Pernah nggak sih kita mengalami moment kayak gitu? Kita merasa pernah melihat atau terlibat dalam sebuah kejadian yang sebenarnya belum pernah terjadi! Nah lho… Jadi bingung kan? Nggak perlu pusing, karena itu tandanya kita sedang mengalami fenomena Déjà vu.
Menurut para pakar, setidaknya 70% penduduk bumi pernah mengalami fenomena ini. Déjà vu berasal dari frasa Perancis yang artinya “pernah liat”. Fenomena ini juga disebut dengan istilah paramnesia dari bahasa Yunani, para berarti “sejajar” sedangkan mnimi adalah “ingatan”.

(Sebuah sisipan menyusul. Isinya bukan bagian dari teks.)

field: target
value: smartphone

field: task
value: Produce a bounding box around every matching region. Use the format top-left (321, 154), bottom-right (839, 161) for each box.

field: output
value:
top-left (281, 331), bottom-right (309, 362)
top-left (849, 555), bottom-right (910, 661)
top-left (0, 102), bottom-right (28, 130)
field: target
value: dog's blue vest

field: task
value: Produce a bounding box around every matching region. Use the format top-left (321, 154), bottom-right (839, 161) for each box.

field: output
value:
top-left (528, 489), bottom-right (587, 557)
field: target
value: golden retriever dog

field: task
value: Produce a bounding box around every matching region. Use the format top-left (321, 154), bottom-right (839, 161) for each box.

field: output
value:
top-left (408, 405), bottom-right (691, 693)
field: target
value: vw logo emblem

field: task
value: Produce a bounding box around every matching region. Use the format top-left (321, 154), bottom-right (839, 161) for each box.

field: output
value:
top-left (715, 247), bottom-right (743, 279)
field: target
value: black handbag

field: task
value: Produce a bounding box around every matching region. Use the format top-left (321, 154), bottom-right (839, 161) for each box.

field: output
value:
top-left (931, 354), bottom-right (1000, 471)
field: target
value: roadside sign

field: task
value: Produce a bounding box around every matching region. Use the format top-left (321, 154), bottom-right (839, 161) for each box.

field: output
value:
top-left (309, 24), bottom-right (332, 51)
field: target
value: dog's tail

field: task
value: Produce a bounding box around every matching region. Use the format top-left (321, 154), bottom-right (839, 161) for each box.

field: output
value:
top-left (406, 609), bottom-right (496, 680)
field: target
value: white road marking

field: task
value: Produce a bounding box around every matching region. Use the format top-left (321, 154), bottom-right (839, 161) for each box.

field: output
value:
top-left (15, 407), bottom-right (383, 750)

Déjà vu merupakan fenomena psikologis yang menggambarkan tentang perasaan pernah mengalami suatu peristiwa. Maksudnya, ada peristiwa di masa lalu yang dirasa sama seperti peristiwa yang sedang dialami saat ini. Peristiwa ini biasa terjadi saat kita mengunjungi sebuah tempat baru, terlibat dalam sebuah percakapan, atau ketika menonton acara TV.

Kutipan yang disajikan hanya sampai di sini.